The Wonder: Is Netflix Film Starring Florence Pugh Inspired By a True Story? Find Out Here!
The latest movie with Florence Pugh The Wonder is now available on Netflix. Based on Emma Donoghue’s novel of the same name and directed by Sebastián Lelio (Disobedience), this period drama is set in the 19th century and tells the true story of a social phenomenon, which saw young girls claiming they could go months without eating. Many cases have been described and reported, the most famous being that of a young Welsh girl named Sarah Jacob who died of starvation in 1869.
Emma Donoghue did not base her novel on one particular case, but rather on the many accounts of these unexplained events. The writer set her story in Ireland during the Great Famine which occurred between 1845 and 1851. In the film, Pugh plays Lib Wright, an English nurse who tries to unravel the mystery surrounding the claims of Anna O’Donelle, an 11-year-old girl, who says she lives on only a “manna from heaven”. Is she a liar? A miracle? Or is there something much more sinister behind Anna’s statements?
The Wonder: Is Netflix Film Starring Florence Pugh Inspired By a True Story?
Sebastián Lelio said bringing The Wonder to the screen gave him the chance to portray the clash between reason and faith, individual and community, but also to explore his interpretation of what a “period” film can be. In a 2016 NPR interview, Emma Donoghue said that while she drew inspiration from many of these cases for The Wonder, her story is “entirely made up”: “This allowed me to set it in the context that I found richest for this type of story. I set it in my homeland of Ireland, but in the decade after our Great Famine, because I wanted to pit the idea of voluntary starvation against the scary context of involuntary starvation. And I also wanted to draw on the cultural background I know best, which is Irish Catholicism”.
For the character of Nurse Lib Wright, Donoghue explained, “I knew this nurse was going to be in the very unique position of being hired as a kind of jailer. And this part of the novel was inspired by several real cases where a staff of hired observers was brought in to make sure the faster was not eating. And I thought that put a trained nurse in a very unique position where she was on watch.”
Indeed, the very phenomenon of “girl fasting”, such as the case of Sarah Jacob, has led to a dire situation where girls were watched by nurses and doctors, to make sure they did not eat, which ultimately led to the death of many of them. While there have been numerous reports of “girl fasting,” including from across the Atlantic, Jacob’s story is the most famous.
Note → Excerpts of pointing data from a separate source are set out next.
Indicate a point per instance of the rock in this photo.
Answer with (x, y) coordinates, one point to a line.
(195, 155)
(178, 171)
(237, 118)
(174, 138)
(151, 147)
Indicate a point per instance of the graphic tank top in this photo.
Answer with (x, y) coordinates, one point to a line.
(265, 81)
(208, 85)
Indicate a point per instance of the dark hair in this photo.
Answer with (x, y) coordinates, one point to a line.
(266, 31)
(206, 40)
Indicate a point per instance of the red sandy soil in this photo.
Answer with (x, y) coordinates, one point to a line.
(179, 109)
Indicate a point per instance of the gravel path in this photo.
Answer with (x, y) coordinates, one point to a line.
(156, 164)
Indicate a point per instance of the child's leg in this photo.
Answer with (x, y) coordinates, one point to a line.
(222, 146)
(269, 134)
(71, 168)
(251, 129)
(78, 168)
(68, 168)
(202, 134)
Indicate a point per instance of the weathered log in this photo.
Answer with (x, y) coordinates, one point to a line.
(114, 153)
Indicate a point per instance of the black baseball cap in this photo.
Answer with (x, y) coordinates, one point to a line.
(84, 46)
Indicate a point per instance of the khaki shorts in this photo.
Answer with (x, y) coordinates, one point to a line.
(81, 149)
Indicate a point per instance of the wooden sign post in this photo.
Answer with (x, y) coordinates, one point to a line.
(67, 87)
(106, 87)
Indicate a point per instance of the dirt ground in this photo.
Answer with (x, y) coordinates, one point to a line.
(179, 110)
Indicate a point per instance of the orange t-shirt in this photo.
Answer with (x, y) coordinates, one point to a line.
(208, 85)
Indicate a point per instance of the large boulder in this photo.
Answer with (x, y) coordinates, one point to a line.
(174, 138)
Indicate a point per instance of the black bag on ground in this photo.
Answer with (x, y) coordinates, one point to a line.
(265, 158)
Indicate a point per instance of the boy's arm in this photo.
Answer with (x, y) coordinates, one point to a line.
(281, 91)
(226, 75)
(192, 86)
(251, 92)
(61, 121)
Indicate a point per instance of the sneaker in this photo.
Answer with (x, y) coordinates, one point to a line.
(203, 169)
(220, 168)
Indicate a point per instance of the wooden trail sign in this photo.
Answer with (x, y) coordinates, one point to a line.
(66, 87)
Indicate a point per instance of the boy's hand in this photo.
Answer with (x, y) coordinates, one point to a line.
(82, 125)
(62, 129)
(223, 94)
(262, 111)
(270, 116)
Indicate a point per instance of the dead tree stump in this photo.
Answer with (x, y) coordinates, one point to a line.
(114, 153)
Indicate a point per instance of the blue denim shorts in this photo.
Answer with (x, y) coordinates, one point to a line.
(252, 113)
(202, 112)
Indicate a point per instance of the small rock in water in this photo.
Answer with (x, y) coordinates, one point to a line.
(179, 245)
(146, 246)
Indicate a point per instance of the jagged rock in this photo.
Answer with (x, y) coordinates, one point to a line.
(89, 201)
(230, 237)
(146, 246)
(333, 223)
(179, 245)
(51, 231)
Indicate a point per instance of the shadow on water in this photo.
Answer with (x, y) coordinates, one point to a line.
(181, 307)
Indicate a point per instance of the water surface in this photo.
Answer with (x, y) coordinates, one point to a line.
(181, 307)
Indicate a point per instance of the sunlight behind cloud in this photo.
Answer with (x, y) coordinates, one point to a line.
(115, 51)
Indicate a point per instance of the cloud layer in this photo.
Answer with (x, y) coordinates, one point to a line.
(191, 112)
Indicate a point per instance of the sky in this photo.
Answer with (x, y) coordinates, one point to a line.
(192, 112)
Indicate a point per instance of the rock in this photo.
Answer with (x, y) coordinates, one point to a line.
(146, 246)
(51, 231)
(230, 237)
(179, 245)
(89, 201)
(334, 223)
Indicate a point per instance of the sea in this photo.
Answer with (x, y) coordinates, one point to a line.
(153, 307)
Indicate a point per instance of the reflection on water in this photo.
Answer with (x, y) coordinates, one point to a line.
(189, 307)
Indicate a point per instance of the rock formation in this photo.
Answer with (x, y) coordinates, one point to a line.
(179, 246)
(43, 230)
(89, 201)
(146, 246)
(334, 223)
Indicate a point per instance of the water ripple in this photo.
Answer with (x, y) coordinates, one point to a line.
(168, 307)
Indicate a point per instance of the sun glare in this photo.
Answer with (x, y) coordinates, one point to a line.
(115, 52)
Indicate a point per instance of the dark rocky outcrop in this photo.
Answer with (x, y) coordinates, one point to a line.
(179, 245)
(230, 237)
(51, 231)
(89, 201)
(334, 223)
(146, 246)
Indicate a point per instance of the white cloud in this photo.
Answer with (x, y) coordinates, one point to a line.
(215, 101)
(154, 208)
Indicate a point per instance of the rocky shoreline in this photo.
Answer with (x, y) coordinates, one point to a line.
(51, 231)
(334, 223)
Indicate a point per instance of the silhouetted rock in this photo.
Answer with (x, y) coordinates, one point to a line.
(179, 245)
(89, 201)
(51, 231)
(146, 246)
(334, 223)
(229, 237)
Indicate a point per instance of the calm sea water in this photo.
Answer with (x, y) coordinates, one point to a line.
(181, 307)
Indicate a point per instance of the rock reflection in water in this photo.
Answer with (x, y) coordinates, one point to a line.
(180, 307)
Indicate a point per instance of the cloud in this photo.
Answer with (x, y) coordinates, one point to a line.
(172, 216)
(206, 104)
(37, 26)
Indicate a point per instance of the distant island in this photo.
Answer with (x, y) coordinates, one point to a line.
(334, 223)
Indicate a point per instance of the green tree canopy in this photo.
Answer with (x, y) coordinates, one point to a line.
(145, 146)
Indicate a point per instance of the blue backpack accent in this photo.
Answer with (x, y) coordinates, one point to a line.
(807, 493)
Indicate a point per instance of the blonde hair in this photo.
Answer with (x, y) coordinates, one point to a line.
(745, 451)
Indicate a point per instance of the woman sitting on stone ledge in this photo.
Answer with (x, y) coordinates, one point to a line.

In 1867, Evan and Hannah Jacob’s daughter, Sarah Jacob, fell seriously ill, lost consciousness and suffered from seizures. When she woke up a few weeks later, Sarah asked for milk, which was supposed to be a sign of recovery. However, the girl lost her appetite. Some historians believe that she occupied her time reading the Bible and writing poetry and that she stopped eating to stay weak and avoid her daily chores. Others believe that this phenomenon is the first reported case of anorexia. Whatever this condition was, or whatever Sarah had in mind when she stopped eating, her behavior and her claims that she had completely stopped eating and drinking soon attracted the attention of hundreds of people. Her parents joined in the “fraud” and she publicly announced that their daughter hadn’t eaten in two years.
People from all over the country came to see the miracle. Newspapers wrote about the Welsh girl fasting, and pilgrims began to come to the Jacobs’ house to touch Sarah’s hand while she recited her poems and the Bible. Visitors, delighted to meet Sarah, would also leave some money for the family. Queen Victoria is also said to have planned to visit the maiden. Doubts arose when, although Sarah said she had stopped eating, she still looked in excellent shape, with a fresh complexion, healthy hair and good teeth. Doctors soon suspected a scam and so began to check these girls, with the opposite effect of starving them.
An initial investigation was carried out by local men who stayed at Jacob’s home for two weeks. At the end of these two weeks, they said the fast was genuine, as they had not seen the girl eat. However, men were forbidden from examining Sarah’s bed and her sister was allowed to sleep with her, which is probably the only way she had access to food. A more severe and tragic investigation took place shortly afterwards, conducted by medical professors at Guy’s Hospital in London. The nurses had to sit by Sarah’s bed and had to supervise her at all times.
They were specifically asked not to treat or help the girl unless she asked for food or water. But Sarah never asked and died within a week. Evan and Hannah Jacob. Why did her parents agree to this severe investigation and let their daughter die? Did they believe Sarah was a miracle? Were Sarah and the other “fasting girls” the first undiagnosed victims of anorexia or other eating disorders?